The comparisons between BECIA and existing CIA approaches are summarised in Table 1.

Table 1 The comparisons between BECIA and existing CIA approaches

6 Conclusion and future work

In this paper, we have introduced a novel behavior engineering-based approach to conduct change impact analysis, named BECIA. BECIA utilizes an IBT to model system requirements and offers algorithms to convert an IBT into an ICT, and subsequently, the ICT into an RCDN. The RCDN assists in identifying a preliminary set of architectural elements potentially impacted by a proposed change. We then use the CID derived from the IBT and RCDN to investigate which components are genuinely impacted and require modification due to the proposed change. Lastly, we introduce a CII metric to quantify change impact, providing more objective evidence to estimate the development cost for a suggested change.

We believe our approach will aid practitioners in understanding the change impact of functional requirements on design and architecture and establish traceability among different types of software artifacts.

However, the proposed CIA method does have its limitations: firstly, it leverages BE models to estimate change impact, making it inapplicable to other modeling languages.
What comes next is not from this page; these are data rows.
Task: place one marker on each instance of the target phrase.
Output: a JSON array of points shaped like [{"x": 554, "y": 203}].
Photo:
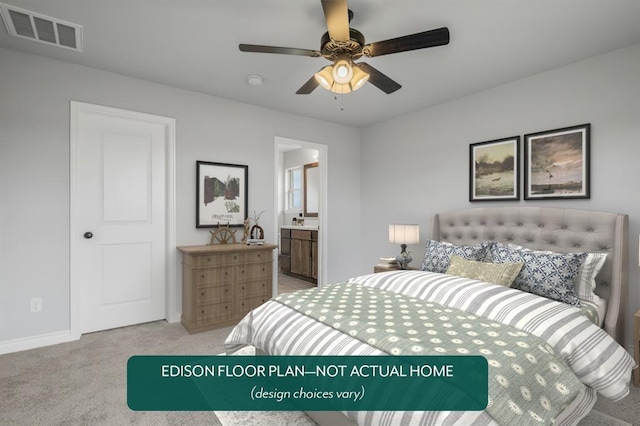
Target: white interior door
[{"x": 121, "y": 166}]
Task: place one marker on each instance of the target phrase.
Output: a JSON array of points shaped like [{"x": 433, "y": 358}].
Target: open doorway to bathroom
[{"x": 300, "y": 213}]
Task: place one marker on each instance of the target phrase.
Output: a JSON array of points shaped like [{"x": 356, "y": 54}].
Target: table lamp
[{"x": 404, "y": 234}]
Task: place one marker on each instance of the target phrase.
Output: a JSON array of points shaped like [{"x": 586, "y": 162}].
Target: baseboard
[{"x": 25, "y": 343}]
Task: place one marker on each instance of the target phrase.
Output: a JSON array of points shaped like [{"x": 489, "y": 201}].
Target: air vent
[{"x": 37, "y": 27}]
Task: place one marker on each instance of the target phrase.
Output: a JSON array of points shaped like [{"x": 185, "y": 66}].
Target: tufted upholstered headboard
[{"x": 555, "y": 229}]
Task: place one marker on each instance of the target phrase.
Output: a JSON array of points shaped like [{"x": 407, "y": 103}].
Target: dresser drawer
[
  {"x": 263, "y": 256},
  {"x": 213, "y": 277},
  {"x": 219, "y": 259},
  {"x": 300, "y": 234},
  {"x": 213, "y": 295},
  {"x": 253, "y": 272}
]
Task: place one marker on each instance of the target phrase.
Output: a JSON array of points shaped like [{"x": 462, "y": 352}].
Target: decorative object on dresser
[
  {"x": 556, "y": 163},
  {"x": 221, "y": 194},
  {"x": 222, "y": 282},
  {"x": 299, "y": 253},
  {"x": 404, "y": 235},
  {"x": 257, "y": 233},
  {"x": 494, "y": 170},
  {"x": 223, "y": 235}
]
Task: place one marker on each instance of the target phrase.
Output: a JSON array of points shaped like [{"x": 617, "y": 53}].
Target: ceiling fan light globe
[
  {"x": 342, "y": 71},
  {"x": 341, "y": 88}
]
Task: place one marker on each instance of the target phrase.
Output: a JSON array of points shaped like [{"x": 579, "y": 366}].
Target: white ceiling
[{"x": 193, "y": 44}]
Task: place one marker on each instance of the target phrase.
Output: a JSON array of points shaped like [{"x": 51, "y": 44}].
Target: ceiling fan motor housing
[{"x": 332, "y": 49}]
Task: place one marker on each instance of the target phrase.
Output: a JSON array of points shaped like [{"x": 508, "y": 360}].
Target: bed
[{"x": 568, "y": 323}]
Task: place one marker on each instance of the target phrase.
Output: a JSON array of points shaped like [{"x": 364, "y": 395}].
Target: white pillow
[{"x": 587, "y": 277}]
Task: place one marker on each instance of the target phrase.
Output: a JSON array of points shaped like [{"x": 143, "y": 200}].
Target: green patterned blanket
[{"x": 528, "y": 384}]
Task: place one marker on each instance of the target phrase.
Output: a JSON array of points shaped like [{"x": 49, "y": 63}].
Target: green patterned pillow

Secondly, it only encapsulates requirements that can be described as "behaviors" and may not be adept at handling certain non-functional requirements such as constraints.

For future work, we intend to create a prototyping tool to augment the proposed approach further and assist in automating it. We also plan to conduct a survey with industry practitioners to empirically validate the proposed approach. The applicability of the proposed framework in the global software development paradigm is another avenue worthy of future exploration.